The Vision Berry: Bilberry Spiritual Meaning, Myth and Magic

Close-up of grayish-blue bilberries.

The Magic of Bilberry

Witchy Books Review - A Treasury of...
Witchy Books Review - A Treasury of British Folklore by Dee Dee Chainey

I had never heard of Bilberry before. I was researching the grain harvest festival of Lammas when I ran across this peculiar fruit. I had initially mistaken the name for another coinage of blueberry, but it is not. It is a very different fruit altogether.

I sniffed around online and found the reason I had never heard of bilberries…is because bilberries are not native to America. Bilberries are found in Europe and are most prevalent in Sweden. They have enjoyed much popularity in European regions, being baked in cakes and pies, and even fermented into wines, much like blueberries and blackberries are here in the United States.

The Healing Power of Bilberry*

As for healing, like blueberries, bilberries are an incredibly potent healing fruit. Due to the copious amount of Anthocyanins and other powerful vitamins found in bilberries, they contain more antioxidants than cranberries, strawberries, plums, and raspberries.

Dewy bilberries on a metal jar lid near moistened leaves and scattered bilberries.

The antioxidants in bilberries make them excellent for the skin and collagen health. They can also prevent premature aging and wrinkles and do well in fighting against cellulite. Any unsightly bruises? Bilberries can also help with that by helping them heal faster and make your skin more resilient to bruising in the future.

The Japanese have often referred to bilberries as “the vision fruit” because of their unique ability to improve night vision. Studies have shown that bilberries can help the eyes adjust quickly to darkness and even reverse the effects of macular degeneration.

Frosty-looking bilberries sitting on a white saucer.

Bilberry Rituals and Traditions

There is a myriad of rituals and traditions surrounding bilberries in Europe.  In Iceland, wild harvesting of bilberry is very popular during the berry season. The Finnish like to eat bilberries fresh and bake them into Mustikkapirrakka –bilberry pie.

In Ireland, you can find a festival called Fraughan Sunday on the last Sunday in July, where bilberries, or as the Irish call it fraughan are gathered, and they also gather bilberries during Lammas. The Polish call bilberries jagody and make jagodzianka by putting bilberries in sweet buns as filling. Bilberries can even be found in the De-Militarized Zone of North Korea – where they have bog bilberry brandy.

Mature and unripe bilberries growing on a branch.

Bilberry Lore and Mythology

According to myth, bilberries were created by Hermes when he turned his son Myrtillus’ body into a berry shrub after it washed onto shore. Œnomaus, the son of Aries, has an attendant named Myrtillus. Œnomaus was quite proud of his ability as a chariot racer and decided to challenge his daughter’s suitors – whoever could beat him in a chariot race could have his daughter’s hand in marriage.

Pelops, to secure his victory, asked Myrtillus to take the linchpin out of Œnomaus’ chariot.

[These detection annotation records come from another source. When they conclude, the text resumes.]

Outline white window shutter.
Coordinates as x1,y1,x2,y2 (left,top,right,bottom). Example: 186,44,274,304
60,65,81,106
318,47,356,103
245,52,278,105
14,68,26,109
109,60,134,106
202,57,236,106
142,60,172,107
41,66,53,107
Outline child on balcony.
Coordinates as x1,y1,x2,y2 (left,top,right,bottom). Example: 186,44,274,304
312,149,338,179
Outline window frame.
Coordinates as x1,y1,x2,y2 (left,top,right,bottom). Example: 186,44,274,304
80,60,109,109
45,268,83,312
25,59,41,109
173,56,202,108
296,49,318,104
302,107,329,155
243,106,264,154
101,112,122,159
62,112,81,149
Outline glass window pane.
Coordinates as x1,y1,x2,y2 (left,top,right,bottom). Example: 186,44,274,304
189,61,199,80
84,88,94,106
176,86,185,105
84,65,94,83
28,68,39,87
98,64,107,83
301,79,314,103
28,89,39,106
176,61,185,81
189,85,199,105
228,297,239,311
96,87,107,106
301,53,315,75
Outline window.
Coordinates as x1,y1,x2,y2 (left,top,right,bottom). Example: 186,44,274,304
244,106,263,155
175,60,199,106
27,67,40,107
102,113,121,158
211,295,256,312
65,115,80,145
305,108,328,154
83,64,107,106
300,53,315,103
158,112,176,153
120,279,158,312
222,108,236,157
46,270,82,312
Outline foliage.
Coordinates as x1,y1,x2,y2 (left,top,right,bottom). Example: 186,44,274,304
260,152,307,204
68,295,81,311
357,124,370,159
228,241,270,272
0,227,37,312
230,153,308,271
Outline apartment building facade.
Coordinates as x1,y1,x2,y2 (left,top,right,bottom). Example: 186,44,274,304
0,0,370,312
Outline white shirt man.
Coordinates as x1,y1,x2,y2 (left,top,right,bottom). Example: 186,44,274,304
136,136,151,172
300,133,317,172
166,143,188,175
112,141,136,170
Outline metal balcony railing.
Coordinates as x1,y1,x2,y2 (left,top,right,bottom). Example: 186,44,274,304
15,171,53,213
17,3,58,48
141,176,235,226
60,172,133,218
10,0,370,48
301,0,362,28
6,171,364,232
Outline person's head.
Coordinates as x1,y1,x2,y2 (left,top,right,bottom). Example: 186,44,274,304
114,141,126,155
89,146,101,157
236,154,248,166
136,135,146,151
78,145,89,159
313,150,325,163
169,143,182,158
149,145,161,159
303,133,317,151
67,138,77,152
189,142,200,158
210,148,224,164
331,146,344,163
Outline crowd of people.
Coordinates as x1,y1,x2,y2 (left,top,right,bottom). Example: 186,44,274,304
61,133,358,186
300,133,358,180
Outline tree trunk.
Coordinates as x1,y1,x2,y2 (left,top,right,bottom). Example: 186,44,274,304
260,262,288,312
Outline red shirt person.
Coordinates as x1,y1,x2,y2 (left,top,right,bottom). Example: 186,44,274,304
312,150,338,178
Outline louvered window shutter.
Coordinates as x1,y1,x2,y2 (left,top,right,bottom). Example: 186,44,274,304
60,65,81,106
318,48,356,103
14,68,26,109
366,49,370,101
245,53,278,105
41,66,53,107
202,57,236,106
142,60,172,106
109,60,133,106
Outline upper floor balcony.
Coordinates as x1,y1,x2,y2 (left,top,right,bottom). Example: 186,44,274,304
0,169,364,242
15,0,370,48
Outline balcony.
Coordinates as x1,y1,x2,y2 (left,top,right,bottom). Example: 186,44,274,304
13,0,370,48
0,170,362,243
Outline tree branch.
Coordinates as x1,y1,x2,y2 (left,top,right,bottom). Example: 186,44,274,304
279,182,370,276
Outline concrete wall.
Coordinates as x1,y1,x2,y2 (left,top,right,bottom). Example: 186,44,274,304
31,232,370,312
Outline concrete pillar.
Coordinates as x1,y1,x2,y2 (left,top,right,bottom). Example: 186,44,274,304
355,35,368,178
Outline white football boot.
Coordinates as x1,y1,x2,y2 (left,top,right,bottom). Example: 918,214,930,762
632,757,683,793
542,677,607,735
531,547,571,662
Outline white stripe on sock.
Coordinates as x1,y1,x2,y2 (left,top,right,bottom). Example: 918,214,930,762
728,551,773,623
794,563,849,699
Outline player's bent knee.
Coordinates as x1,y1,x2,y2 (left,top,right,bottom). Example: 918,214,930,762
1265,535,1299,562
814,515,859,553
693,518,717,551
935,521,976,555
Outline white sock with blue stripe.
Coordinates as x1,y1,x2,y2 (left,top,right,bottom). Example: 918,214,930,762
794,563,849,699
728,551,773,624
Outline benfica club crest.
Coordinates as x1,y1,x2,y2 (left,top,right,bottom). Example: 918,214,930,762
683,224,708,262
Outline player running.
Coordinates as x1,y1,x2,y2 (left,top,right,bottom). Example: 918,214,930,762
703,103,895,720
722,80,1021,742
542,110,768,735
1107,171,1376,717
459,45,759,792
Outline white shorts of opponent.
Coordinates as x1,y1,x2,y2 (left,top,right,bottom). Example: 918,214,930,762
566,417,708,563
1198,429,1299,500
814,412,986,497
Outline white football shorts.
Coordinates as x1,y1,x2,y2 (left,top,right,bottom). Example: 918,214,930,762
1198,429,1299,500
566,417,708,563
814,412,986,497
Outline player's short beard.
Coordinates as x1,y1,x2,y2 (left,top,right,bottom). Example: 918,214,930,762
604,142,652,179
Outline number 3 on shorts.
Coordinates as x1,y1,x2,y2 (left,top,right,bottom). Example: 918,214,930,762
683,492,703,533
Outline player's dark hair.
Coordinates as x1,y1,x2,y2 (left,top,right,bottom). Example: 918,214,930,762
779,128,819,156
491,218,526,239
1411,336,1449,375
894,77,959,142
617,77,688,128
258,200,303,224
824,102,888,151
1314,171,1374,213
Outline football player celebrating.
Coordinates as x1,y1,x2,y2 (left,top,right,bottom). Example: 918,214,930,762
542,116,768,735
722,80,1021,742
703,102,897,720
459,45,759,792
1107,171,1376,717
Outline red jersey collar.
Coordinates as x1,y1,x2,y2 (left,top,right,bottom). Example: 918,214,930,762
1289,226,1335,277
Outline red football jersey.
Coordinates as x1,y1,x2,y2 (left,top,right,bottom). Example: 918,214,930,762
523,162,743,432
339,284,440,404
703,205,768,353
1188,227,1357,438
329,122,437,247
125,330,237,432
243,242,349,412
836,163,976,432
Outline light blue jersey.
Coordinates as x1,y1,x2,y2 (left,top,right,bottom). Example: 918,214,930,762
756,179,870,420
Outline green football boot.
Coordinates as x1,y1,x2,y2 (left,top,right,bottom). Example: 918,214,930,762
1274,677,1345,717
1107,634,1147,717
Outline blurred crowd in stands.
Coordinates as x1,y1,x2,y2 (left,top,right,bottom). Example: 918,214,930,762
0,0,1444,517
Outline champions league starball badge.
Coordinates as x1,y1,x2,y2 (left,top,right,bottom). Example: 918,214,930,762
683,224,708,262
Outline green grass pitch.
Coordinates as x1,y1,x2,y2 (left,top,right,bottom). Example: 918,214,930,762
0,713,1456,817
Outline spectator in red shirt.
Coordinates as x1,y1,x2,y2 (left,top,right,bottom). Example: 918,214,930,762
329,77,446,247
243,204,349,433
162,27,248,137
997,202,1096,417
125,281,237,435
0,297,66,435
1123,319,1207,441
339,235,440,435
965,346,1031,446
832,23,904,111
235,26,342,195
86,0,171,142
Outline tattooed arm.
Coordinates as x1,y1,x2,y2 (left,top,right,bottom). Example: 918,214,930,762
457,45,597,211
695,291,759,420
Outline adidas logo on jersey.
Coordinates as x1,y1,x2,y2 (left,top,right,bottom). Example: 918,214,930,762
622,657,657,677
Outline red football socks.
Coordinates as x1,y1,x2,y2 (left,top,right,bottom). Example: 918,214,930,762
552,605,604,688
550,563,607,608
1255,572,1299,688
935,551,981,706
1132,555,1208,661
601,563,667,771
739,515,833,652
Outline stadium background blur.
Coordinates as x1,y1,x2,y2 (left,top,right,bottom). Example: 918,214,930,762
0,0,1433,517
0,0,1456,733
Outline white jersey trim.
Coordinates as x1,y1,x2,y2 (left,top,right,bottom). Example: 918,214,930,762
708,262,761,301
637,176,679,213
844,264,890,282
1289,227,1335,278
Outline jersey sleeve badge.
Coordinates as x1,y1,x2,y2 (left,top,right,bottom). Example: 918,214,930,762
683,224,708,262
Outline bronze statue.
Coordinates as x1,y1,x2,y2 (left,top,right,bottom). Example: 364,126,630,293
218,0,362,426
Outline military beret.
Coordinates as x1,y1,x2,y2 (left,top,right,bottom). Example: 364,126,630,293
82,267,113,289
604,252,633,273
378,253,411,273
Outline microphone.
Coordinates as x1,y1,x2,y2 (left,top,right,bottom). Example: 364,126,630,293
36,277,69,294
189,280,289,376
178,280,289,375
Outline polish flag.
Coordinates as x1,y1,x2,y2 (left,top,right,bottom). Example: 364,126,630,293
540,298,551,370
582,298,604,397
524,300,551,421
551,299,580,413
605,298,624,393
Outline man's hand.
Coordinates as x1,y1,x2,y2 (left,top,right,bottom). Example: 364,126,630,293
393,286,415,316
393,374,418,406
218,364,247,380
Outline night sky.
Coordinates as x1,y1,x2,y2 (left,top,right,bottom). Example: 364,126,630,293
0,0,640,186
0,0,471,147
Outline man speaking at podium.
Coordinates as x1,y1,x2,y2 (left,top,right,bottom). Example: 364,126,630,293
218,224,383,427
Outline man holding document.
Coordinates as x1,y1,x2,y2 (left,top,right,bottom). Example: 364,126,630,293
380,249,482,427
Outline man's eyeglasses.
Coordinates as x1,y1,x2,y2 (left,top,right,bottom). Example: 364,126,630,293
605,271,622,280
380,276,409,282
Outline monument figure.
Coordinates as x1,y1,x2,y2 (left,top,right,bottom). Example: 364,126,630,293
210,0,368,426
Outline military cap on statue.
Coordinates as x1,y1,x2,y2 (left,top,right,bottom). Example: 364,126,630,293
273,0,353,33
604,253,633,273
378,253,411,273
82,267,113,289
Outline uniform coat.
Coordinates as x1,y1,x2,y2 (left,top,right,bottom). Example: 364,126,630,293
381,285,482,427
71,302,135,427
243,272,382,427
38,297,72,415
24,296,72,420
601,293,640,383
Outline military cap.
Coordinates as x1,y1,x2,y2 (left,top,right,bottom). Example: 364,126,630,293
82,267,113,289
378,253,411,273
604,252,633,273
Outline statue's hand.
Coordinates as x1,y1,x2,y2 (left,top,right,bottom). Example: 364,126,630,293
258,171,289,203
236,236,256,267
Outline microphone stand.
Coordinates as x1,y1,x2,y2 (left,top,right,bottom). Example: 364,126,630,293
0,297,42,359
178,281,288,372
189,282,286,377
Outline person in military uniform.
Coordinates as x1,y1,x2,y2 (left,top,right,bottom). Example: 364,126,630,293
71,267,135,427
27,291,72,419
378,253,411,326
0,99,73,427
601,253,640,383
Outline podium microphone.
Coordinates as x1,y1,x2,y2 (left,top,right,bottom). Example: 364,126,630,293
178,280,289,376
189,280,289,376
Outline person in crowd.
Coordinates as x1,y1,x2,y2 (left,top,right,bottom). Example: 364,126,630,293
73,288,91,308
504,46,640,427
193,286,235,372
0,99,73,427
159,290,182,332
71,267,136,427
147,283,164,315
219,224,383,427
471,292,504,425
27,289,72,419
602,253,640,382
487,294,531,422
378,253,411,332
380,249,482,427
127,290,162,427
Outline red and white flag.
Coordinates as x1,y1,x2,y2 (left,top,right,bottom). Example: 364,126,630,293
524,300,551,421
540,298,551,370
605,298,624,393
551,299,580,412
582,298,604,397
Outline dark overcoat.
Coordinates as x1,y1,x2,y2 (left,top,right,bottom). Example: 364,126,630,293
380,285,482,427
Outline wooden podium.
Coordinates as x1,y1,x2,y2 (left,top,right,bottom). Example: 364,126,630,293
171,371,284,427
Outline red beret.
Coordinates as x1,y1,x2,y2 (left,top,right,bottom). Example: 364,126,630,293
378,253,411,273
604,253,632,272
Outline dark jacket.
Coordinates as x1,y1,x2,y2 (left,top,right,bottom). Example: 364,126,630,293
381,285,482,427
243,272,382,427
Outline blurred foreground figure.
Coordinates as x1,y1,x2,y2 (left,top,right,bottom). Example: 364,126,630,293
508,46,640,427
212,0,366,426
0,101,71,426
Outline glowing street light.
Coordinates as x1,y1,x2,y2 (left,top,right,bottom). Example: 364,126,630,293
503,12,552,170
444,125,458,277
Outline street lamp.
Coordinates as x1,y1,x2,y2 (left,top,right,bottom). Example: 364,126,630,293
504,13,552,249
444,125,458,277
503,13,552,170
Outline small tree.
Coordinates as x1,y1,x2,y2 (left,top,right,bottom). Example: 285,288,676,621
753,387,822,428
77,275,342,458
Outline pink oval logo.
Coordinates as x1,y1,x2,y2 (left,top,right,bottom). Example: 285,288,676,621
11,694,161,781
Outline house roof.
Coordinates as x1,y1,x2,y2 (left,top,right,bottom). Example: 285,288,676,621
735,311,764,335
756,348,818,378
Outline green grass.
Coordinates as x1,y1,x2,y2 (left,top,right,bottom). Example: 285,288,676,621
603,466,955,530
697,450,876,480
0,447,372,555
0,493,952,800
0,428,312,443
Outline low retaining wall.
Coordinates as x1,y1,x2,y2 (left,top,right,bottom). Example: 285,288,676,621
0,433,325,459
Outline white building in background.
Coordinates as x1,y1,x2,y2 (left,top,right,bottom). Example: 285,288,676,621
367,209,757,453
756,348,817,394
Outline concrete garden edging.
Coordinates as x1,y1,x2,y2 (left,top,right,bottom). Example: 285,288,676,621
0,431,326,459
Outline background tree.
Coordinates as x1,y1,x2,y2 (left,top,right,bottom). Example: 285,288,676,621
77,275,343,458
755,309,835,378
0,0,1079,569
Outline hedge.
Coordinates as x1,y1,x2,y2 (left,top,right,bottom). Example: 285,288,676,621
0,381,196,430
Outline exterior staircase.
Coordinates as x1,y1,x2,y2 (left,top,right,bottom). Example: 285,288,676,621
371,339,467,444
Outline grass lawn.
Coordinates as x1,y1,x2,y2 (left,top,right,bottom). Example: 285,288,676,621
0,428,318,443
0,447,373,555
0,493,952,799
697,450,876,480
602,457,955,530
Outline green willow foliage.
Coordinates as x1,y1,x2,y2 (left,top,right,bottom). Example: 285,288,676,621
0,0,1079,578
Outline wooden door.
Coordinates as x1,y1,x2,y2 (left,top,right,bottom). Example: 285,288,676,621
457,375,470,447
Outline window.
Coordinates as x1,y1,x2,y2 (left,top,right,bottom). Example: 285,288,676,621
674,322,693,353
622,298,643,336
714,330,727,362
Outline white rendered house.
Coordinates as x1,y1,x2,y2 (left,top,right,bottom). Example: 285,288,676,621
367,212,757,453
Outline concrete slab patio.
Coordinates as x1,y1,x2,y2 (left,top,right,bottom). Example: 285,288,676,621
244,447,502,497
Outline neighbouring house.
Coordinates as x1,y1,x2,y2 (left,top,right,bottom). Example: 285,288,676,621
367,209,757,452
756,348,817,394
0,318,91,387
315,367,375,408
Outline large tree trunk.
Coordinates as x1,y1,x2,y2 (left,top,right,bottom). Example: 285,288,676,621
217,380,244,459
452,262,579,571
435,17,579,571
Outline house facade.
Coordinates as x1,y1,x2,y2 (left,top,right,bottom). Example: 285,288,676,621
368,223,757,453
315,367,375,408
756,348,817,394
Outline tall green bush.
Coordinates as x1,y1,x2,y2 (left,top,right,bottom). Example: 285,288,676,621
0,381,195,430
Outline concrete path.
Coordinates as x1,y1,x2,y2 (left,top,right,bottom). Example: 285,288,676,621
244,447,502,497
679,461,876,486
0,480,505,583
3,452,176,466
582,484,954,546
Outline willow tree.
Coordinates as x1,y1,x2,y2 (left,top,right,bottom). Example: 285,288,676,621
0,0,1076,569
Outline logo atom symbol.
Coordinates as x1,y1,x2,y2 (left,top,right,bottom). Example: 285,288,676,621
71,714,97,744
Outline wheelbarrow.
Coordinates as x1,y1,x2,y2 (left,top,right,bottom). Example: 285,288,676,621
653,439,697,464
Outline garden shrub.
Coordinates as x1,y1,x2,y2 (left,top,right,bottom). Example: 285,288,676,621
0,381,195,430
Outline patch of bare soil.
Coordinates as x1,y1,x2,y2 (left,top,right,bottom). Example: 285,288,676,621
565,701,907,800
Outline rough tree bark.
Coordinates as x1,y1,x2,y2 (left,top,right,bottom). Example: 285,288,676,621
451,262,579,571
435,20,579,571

Sure enough, during the race, Œnomaus’ chariot overturned, mortally wounding him. With his dying breath, he petitioned Pelops to seek out his murderer and avenge him. Pelops in turn, threw Myrtillus into the sea. Coincidentally, bilberries are often found growing along the sea shore, and “myrtillus” is the classification for bilberry.

Bilberries inside and surrounding the outside of a white glass cup.

Magical Ways to Use Bilberry

  1. Bilberries have a close link to Lammas and harbor protective magical properties.
  2. You can dry bilberry leaves, powder them and sprinkle the dust around the house to protect your household.
  3. Burning bilberry as incense will also help you to this end and steer off negative energies.
  4. Foods that contain bilberry are good for de-hexing enchantments.
  5. A satchel containing bilberry can improve your luck.
  6. Bilberry leaves are helpful when pursuing material wealth and gain.

*FDA Disclaimer

The contents of this website are for informational purposes only and do not render medical or psychological advice, opinion, diagnosis, or treatment. The information provided through this website should not be used for diagnosing or treating a health problem or disease. It is not a substitute for professional care. If you have or suspect you may have a medical or psychological problem, you should consult your appropriate health care provider. Never disregard professional medical advice or delay in seeking it because of something you have read on this website. Links on this website are provided only as an informational resource, and it should not be implied that we recommend, endorse or approve of any of the content at the linked sites, nor are we responsible for their availability, accuracy, or content.